Though many conference speakers denounced the right’s claim to represent all people of faith, several identified the perceived disdain for religion on the part of much of the left as a significant obstacle in organizing against the right’s march toward dominion.

Berlet insisted on the importance of not labeling and lumping together all religious people. He chided the left for using meaningless, inflammatory terms like “religious political extremists,” noting that they alienated many religious people. However, he didn’t simply call upon the left to watch its language; in order to reach the religious people with relatively progressive social values, Berlet said, the secular left must think about what attracts people to religion and what they get from it. Progressives must also take the right’s demands and concerns seriously, he argued, and confront them head-on, directly challenging the morals of conservative policies on issues like health care and welfare, and their outcomes.
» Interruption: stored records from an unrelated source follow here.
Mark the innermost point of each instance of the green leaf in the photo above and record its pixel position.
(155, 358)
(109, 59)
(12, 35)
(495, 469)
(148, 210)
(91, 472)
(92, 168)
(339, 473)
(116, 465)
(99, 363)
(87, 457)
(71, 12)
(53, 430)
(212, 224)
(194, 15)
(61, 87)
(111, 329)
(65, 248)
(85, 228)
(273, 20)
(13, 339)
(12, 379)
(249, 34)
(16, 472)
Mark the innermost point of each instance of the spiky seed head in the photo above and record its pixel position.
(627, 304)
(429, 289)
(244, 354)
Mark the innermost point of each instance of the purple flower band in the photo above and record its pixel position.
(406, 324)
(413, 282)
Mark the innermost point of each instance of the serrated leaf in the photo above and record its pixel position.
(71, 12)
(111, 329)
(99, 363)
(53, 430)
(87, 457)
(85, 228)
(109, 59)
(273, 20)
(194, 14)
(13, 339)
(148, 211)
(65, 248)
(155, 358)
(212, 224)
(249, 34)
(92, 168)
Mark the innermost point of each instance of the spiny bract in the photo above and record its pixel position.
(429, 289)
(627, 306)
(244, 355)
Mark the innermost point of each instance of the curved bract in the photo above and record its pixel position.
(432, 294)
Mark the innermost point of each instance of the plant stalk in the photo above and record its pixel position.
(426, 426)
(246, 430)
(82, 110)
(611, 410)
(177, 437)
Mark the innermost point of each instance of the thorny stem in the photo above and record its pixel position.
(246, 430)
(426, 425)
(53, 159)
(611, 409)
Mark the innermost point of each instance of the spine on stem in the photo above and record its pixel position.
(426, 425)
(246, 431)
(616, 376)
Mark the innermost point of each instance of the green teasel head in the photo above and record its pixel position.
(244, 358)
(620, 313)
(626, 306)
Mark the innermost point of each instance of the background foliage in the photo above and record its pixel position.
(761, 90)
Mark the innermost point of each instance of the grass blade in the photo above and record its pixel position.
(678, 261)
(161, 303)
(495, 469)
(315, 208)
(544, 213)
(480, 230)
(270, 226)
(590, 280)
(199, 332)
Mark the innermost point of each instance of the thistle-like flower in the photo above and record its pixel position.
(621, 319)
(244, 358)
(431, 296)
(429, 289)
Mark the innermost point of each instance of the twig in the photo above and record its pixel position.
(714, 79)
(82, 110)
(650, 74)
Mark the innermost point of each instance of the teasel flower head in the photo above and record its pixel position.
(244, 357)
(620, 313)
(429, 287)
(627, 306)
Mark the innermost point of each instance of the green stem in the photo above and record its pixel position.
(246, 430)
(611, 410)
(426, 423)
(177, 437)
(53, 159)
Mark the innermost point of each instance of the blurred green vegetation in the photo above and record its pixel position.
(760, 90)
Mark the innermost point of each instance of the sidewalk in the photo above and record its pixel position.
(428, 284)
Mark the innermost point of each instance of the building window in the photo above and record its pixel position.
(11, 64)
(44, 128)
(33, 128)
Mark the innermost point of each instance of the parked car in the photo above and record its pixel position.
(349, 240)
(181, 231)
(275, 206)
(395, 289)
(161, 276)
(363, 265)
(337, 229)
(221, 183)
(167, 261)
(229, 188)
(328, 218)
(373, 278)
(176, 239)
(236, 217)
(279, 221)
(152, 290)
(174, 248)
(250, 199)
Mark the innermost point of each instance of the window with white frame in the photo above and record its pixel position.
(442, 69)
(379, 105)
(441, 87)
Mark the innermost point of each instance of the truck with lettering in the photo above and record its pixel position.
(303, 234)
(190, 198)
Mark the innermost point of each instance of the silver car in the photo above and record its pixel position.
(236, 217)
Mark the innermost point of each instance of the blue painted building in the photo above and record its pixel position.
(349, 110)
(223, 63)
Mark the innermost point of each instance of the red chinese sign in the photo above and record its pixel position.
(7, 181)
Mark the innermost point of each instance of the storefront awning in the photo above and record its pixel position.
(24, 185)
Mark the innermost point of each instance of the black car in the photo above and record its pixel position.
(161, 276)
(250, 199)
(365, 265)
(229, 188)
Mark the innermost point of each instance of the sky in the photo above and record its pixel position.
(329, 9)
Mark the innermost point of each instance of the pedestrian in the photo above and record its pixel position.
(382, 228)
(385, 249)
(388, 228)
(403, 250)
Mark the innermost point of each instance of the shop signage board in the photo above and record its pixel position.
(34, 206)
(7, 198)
The term Dominionism itself, Berlet said, “gets away from the kind of labeling that tends to treat Christian Conservatives like they’re either stupid or crazy. Dominion is what they want. It’s what most political movements want. But in the sense of biblical passages, it’s related to the text in Genesis, which they understand to mean that they should get to run things.”

Clarkson echoed the idea: “The most mobilized force in our democracy is dedicated to ending it. If we don’t know how to elect officials, we are ceding the turf to those who do. The scariest thing is not the agenda of the Christian right. The scariest thing is that we have to change.”

The concluding panel discussion, titled “Where Do We Go From Here?” reflected this ambivalence. While some called for a mass occupation of Washington, D.C. if the Senate should do away with the filibuster, others stressed the need to find ways to dialogue with religious middle America.

NYU professor and author of The Bush Dyslexicon Mark Crispin Miller called for a revival of the “sense of the common good” that has become so denigrated by the twin assault by the Christian and capitalist right. Miller acknowledged that it’s going to require a lot of hard work and a “recommitment to democracy,” but he insisted, “If you believe in it, you can win.”